I have Quaterly basis Data and Data keeps Growing dynamically as Quater Grows-
qtr dimvalue percentage
FY2019-Q1 XYZ 15
FY2019-Q1 ABC 80
FY2019-Q1 PPP 5
FY2019-Q2 XYZ 10
FY2019-Q2 ABC 70
FY2019-Q2 PPP 20
When the Number of Quarters are less i am manually editing the query every time and trying the query as below to transpose it-
SELECT dim_value,SUM(Quater_1) as Quater_1,SUM(Quater_2) as Quater_2 from
(
SELECT dim_value,
CASE WHEN qtr='FY2019-Q1' THEN percentage END AS Quater_1,
CASE WHEN qtr='FY2019-Q2' THEN percentage END AS Quater_2 FROM
( select * from schema.table where qtr in ('FY2019-Q1','FY2019-Q2'))t2 order by dim_value
)t1 group by dim_value;
dimvalue Quater_1 Quater_2
XYZ 15 10
ABC 80 70
PPP 5 20
But my Query is how can i active this in a dynamic way and more robust way to transpose rows into columns and keeping in mind the growing quaters and also have proper Quaterwise column names as the Quater grows.
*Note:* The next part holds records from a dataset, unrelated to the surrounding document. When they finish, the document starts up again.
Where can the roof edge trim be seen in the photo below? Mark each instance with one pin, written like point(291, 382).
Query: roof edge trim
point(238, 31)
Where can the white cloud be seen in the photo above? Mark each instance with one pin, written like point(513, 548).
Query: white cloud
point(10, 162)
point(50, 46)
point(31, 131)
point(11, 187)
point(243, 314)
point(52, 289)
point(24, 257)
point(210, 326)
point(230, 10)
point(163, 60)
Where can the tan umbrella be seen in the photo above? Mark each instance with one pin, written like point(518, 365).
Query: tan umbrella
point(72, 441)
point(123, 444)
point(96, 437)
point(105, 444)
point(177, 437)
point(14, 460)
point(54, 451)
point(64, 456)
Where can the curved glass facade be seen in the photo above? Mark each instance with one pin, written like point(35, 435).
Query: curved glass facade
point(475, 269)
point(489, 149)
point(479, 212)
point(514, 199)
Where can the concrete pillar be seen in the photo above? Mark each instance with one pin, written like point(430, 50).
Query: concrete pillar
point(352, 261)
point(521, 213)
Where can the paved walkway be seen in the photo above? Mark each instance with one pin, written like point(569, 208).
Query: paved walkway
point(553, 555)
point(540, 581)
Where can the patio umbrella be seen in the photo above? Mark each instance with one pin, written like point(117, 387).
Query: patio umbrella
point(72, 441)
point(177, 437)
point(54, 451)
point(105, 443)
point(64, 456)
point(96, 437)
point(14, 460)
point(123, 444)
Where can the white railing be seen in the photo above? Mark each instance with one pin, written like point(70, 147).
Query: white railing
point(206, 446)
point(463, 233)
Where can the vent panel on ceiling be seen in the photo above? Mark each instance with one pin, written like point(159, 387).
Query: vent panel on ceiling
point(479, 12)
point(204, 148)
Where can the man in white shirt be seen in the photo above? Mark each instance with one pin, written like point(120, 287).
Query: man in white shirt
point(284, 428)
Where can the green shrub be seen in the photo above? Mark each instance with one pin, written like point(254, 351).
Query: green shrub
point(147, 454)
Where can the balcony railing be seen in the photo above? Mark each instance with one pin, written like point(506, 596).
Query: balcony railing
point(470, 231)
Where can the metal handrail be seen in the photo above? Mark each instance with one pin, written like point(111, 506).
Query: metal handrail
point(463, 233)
Altogether i am looking for how can perform this using a more dynamic Query be it using Hive or Spark-SQL or if any suggestions to perform it?
Thanks for the Help
CodePudding user response:
You could easily do such pivot using Dataset API if that's doable for you.
spark.table("schema.table").groupBy("dimvalue").pivot("qtr").sum("percentage").show
-------- --------- ---------
|dimvalue|FY2019-Q1|FY2019-Q2|
-------- --------- ---------
| PPP| 5| 20|
| XYZ| 15| 10|
| ABC| 80| 70|
-------- --------- ---------
With SQL the only way is to build it dynamically.